Figma Unveils AI-Powered Motion Graphics and Coding Tools

At its Config conference, design platform Figma announced several major updates, including new AI-powered features for generating motion graphics and shader effects via text prompts. The update also adds code layers to Figma's canvas, aiming to better integrate design and development workflows.
Figma Unveils AI-Powered Motion Graphics and Coding Tools

Figma Unveils AI-Powered Motion Graphics and Coding Tools Figma is betting that AI can erase long-standing barriers between designers and developers, unveiling a sweeping set of motion, shader, and code tools at its annual Config conference. The update reframes Figma’s core canvas as a shared space not just for visuals, but for full‑stack product work.

Early push toward AI-assisted design

Over the past year, Figma has steadily moved from simple prototyping toward deeper code integration. It first tested AI prompt-based prototyping through Figma Make and then partnered with tools like Claude Code and Codex to tighten the handoff between design and engineering.

June 24: Config announcements reshape the canvas

On June 24, Figma formally introduced what The Verge summarized as “AI motion graphics and shader tools,” alongside a “reimagined canvas” optimized for full‑stack development. The centerpiece is new code layers that let teams clone repositories, edit code directly on the Figma Design canvas, and sync changes back, turning the design file into a live experimentation environment.

In parallel, Figma added native support for animations, transitions, and 3D transforms, eliminating the need to jump into separate motion tools and re-export assets. These motion features are “code-backed, and ready to ship,” tightly linked to design systems so the same assets can move from mockup to implementation with fewer translation steps.

AI-driven motion, shaders, and workflows

Both coverage and company materials highlight how AI now sits at the center of creative workflow. Designers can “prompt to create animations with AI,” then refine them on a timeline, or “prompt to build shader effects and fills” using WebGPU-powered treatments such as dither, pixelate, and new blur types. TechCrunch notes that Figma is also extending this approach to generative plugins, letting teams build custom AI-powered tools for repetitive tasks.

Figma is further integrating its Weave (formerly Weavy) technology, promising over 20 on-canvas tools that turn complex multi-model AI workflows into simple controls, with a fuller fusion of the two products expected later this year.

How different communities see the update

From a design‑centric perspective, the shift means richer visuals and motion can be authored and iterated without leaving Figma, reducing friction across tools.

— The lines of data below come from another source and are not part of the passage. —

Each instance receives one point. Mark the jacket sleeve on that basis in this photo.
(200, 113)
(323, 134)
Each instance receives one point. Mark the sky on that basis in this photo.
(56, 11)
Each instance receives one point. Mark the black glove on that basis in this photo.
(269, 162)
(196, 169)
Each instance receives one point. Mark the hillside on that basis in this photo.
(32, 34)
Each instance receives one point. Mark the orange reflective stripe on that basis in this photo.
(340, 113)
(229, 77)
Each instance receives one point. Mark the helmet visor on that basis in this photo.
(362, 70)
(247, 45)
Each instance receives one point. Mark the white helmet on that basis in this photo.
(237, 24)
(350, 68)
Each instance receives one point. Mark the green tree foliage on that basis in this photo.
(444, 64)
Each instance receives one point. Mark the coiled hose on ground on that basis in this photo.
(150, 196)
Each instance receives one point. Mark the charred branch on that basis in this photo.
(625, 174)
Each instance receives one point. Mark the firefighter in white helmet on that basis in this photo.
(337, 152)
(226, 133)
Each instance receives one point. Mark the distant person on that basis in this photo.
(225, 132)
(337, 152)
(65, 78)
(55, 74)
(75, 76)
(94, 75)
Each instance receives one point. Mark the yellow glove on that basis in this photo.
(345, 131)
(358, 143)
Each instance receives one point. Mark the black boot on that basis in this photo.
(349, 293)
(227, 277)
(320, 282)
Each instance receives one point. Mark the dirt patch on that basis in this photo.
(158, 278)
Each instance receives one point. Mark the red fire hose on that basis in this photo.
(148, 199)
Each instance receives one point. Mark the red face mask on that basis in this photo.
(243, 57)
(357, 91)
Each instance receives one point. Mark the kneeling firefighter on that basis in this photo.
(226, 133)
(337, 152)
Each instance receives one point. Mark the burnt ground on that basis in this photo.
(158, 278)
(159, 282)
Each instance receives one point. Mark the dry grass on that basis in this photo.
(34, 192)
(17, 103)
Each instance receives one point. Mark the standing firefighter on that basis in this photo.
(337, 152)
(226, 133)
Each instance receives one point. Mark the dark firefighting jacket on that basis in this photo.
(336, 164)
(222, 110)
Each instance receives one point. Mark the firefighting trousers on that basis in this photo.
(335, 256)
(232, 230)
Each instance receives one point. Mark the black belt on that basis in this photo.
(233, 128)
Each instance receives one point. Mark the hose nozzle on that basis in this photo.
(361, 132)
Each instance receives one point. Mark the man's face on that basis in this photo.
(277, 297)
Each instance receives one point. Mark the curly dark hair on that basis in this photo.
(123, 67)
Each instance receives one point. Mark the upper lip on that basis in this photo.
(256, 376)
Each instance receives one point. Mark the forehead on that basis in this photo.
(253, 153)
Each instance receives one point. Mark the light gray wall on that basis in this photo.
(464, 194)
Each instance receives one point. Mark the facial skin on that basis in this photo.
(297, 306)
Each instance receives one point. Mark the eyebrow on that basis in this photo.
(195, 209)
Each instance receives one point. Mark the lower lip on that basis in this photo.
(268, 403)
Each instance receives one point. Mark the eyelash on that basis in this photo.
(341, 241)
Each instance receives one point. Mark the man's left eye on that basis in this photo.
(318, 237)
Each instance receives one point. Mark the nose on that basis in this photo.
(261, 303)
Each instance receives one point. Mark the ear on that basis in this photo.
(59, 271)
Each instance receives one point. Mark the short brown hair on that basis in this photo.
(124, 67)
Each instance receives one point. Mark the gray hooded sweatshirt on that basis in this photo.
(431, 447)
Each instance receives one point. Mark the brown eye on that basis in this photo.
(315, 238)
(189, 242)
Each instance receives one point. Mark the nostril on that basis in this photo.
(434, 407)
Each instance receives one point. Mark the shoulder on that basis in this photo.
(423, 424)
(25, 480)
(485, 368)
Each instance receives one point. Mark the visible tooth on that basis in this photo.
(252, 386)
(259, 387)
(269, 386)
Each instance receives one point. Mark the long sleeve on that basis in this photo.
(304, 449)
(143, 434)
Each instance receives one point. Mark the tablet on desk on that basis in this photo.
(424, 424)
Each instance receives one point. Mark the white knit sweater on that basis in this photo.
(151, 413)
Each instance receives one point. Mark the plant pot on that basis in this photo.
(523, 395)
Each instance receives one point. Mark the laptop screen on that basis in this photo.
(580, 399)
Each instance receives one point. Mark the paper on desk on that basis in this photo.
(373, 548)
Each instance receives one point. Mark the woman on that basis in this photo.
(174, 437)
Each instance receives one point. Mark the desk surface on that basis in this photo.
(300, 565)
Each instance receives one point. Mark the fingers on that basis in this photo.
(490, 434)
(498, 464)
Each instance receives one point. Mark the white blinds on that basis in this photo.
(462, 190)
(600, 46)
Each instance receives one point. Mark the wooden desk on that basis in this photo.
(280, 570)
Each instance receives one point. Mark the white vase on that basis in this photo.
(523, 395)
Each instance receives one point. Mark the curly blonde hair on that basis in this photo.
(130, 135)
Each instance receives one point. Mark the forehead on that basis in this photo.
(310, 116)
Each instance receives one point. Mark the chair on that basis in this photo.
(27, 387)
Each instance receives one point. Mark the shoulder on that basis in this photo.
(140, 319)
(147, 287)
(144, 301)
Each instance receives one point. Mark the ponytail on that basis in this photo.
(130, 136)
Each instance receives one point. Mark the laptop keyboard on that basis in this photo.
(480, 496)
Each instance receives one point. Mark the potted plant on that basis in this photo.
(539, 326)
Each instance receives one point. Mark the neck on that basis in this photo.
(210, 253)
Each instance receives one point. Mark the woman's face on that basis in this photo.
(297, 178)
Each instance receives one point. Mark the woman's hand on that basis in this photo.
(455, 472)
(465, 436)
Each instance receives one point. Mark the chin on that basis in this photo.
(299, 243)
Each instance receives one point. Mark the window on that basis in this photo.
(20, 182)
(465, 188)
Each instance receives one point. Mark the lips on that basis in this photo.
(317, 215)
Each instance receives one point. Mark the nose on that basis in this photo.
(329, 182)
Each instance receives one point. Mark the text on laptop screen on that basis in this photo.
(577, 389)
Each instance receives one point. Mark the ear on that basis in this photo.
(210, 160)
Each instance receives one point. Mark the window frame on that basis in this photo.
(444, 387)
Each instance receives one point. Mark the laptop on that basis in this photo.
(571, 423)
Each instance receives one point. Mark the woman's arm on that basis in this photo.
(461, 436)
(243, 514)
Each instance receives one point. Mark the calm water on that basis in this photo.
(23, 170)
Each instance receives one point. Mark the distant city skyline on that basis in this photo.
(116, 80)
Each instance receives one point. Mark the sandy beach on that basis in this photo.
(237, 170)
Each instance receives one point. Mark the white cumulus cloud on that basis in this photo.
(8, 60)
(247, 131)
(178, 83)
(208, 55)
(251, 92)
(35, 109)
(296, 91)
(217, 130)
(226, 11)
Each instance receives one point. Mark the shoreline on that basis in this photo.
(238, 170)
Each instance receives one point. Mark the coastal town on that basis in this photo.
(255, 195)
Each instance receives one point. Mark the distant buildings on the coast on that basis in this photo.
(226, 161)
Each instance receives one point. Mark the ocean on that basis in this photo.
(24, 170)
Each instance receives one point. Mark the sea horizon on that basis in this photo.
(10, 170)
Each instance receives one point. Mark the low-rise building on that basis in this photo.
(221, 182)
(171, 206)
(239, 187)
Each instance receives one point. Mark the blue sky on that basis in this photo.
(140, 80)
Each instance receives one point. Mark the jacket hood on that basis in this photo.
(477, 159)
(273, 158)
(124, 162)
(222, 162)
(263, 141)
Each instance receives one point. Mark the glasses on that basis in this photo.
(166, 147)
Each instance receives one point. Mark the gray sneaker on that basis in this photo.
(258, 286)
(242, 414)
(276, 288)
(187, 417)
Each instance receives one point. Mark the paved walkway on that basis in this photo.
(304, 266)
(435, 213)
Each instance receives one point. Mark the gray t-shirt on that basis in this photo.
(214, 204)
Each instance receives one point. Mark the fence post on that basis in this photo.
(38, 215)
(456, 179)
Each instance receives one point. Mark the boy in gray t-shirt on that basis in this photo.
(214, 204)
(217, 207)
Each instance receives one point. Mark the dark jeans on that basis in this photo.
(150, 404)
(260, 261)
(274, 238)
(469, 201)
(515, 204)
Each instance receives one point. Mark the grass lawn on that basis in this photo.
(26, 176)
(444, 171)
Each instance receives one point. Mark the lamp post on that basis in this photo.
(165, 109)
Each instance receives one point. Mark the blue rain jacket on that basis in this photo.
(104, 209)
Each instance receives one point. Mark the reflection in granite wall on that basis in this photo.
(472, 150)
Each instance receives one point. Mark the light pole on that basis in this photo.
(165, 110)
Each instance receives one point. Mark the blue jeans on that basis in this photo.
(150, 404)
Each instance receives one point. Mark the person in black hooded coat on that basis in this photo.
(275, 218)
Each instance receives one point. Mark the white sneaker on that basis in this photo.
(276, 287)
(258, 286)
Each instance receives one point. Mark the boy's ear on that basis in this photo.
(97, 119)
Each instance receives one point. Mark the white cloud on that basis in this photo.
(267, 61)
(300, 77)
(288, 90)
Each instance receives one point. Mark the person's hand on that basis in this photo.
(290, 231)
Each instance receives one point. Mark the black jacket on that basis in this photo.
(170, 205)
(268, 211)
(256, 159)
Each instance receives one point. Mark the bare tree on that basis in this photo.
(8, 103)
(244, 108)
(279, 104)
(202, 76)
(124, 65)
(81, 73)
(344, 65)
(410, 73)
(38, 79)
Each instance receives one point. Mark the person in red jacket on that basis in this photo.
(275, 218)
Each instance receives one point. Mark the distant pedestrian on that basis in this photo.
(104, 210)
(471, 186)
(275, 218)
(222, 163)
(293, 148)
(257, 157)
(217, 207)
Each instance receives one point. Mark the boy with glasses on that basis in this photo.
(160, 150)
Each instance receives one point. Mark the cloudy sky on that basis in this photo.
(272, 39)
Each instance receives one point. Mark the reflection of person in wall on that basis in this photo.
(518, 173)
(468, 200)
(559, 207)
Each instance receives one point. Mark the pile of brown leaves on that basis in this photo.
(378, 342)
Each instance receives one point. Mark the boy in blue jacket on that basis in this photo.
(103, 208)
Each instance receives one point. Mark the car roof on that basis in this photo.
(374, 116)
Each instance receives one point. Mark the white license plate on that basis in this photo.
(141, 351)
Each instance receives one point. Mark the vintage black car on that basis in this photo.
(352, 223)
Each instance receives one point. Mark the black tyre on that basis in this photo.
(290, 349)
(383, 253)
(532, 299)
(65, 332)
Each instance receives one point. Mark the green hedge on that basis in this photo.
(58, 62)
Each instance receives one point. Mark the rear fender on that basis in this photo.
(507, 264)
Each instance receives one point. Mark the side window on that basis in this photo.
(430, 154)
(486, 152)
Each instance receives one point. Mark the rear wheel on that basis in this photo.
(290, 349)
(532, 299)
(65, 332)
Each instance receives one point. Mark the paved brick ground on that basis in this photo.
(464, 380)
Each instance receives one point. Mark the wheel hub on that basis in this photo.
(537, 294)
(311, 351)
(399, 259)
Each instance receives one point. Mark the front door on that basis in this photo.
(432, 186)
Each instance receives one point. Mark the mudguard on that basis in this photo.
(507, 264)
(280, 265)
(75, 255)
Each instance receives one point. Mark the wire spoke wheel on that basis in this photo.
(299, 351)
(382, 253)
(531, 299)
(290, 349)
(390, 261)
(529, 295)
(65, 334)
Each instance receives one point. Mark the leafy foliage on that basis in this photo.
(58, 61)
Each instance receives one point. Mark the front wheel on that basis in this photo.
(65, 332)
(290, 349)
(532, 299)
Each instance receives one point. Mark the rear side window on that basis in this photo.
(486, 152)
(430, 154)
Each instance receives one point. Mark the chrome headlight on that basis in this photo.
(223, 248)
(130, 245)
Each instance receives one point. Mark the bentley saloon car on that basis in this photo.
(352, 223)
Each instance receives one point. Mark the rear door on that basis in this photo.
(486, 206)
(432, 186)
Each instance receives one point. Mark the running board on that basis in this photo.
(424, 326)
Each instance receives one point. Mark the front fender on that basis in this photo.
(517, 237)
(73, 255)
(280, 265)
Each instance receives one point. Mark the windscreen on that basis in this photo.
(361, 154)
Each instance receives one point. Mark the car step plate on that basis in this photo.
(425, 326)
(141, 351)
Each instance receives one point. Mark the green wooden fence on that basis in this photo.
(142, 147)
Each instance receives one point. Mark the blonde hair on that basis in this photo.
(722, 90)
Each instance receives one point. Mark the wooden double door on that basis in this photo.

For developers and product managers, the new code layers create what Figma describes as a “multiplayer canvas” where teams can explore ideas without worrying about production‑ready code, encouraging faster, more experimental collaboration.

Taken together, the changes signal Figma’s attempt to become an end-to-end environment where ideation, visual design, motion, and code all converge—powered, increasingly, by AI.